‘Lao-tzu Riding an Ox’ (Part) – Chen Hongshou – Wikimedia
“The Sage attends to the inner
and not to the outer;
he puts away the objective
and holds to the subjective.”
~ Tao Te King (trans. Lionel Giles)
The Tao Te Ching is an ancient treatise and one of the most widely translated work in world literature. Its philosophical influence was major in the civilisation of China, colouring other religious currents like Buddhism, and becoming a guiding light for millions of people, including countless thinkers, artists, and poets — even political movements. It was allegedly composed between the 6th and 4th centuries BC, and has been traditionally ascribed to the sage Lao Tzu, which literally means ‘Old Master’. There is doubt among scholars that Lao Tzu is a historical figure, and not a semi-legendary one, but he is nevertheless a key figure in Chinese culture and history, being both the founder of Taoism and one of its deities.
The Tao Te Ching is a fairly short text of 5000 chinese characters, divided in 81 chapters. Written in Classical Chinese, it is linguistically complex and is a challenge for translators.
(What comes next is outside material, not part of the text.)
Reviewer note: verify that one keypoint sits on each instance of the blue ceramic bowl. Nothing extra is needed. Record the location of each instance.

Tao is a central word and concept in East Asian philosophy, which means ‘way’ or ‘path’. It is understood as being a principle that is eternally present and is described as being the natural order of the universe, empty and hidden, ‘nameless and unchanging’, yet the ‘source of all things’ and the giver of excellence and virtue.
“Tao is like an empty container:
it can never be emptied and can never be filled.
Infinitely deep, it is the source of all things.
It is hidden but always present.
I don’t know who gave birth to it.
It is older than the concept of God.”